Contudo, som algum interrompe o silêncio da nossa casa, onde os campos suspiram junto à porta. O vento passa através dos ulmeiros; uma borboleta nocturna vai bater de encontro à lâmpada; uma vaca muge; um qualquer som infiltra-se entre as vigas, e eu quase que enfio a cabeça através do buraco da agulha e murmuro: “Dorme”.
– Chegou a hora – disse Jinny. – Acabamos de nos conhecer e juntámo-nos. Vamos falar, vamos contar histórias? Quem é ele? Quem é ela? Sinto uma curiosidade infinita e não sei o que vem a seguir. Se tu, a quem nunca vi antes, me dissesses: O comboio parte de Piccadilly às quatro, nem sequer perderia tempo a fazer a mala, partindo o mais depressa possível.
É melhor sentarmo-nos aqui, por baixo das flores, no sofá que está junto ao quadro. Vamos decorar a nossa árvore de Natal com factos e mais factos. As pessoas não demorariam muito tempo a partir; é melhor agarrá-las enquanto é tempo. Dizes tu que aquele homem ali, junto à papeleira, vive rodeado de jarras de porcelana. Partir uma delas é deitar milhares de libras pela janela. Apaixonou-se por uma rapariga em Roma e ela deixou-o. É daí que vem a fixação pelas jarras, velharias encontradas em antiquários ou desenterradas nas areias do deserto. E, dado que a beleza precisa ser diariamente estilhaçada para permanecer bela, a vida daquele homem é algo de estático num mar de porcelana. Mesmo assim, não deixa de ser estranho, pois, e enquanto jovem, chegou a sentar-se no solo enlameado e a beber rum com os soldados.

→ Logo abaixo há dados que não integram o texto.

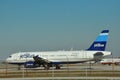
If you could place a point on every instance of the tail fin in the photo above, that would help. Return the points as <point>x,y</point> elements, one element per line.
<point>100,43</point>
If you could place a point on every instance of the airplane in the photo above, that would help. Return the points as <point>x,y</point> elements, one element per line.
<point>48,59</point>
<point>110,61</point>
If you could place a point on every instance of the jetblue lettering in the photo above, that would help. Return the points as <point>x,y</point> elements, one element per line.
<point>27,55</point>
<point>98,45</point>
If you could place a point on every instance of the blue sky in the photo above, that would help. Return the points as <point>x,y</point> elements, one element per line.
<point>40,25</point>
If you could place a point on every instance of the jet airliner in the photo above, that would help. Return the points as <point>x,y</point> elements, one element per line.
<point>49,58</point>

Precisamos ser rápidos e somar os factos com destreza fixando-os com um simples torcer de dedos. Ele não pára de fazer vénias. Chega a fazê-las frente às azáleas. Fá-lo mesmo frente a uma mulher bastante idosa, pois ela usa brincos de diamante, e, exibindo o estatuto social que ocupava através de uma carruagem puxada por um pônei, vai dizendo quem merece ser ajudado, que árvore deverá ser cortada, e quem irá aparecer amanhã. (Devo dizer-te que durante todos estes anos, e já passei dos trinta, vivi em equilíbrio precário, mais ou menos como uma cabra montesa que vai saltando de rocha em rocha. Não fico muito tempo no mesmo sítio; e, muito embora não me ligue a ninguém em particular, basta levantar o braço para que venham ter comigo.) Aquele homem é juiz; o outro é milionário, e aquele, o que tem o olho de vidro, matou a governanta quando tinha dez anos, espetando-lhe uma flecha no coração. Depois disso, atravessou desertos transportando mensagens, participou em várias revoluções, e agora recolhe o material para escrever um livro sobre a família da mãe, há muito estabelecida em Norfolk. Aquele sujeito de queixo azul tem a mão direita mirrada. Porquê? Não sabemos. Aquela mulher – segredas-me discretamente, a que tem os brincos de pérolas –, foi em tempos a chama que iluminou a vida de um dos nossos estadistas. Agora, e desde que ele morreu, vê fantasmas, lê a sina, e adoptou um jovem de pele escura, a quem chama o Messias. Aquele homem com os bigodes caídos, tal como os de um oficial de cavalaria, levou uma vida da maior devassidão (está tudo escrito num qualquer livro de memórias) até que certo dia encontrou um desconhecido no comboio, que, e no decorrer da viagem entre Edimburgo e Carlisle, o converteu limitando-se-lhe a ler a Bíblia.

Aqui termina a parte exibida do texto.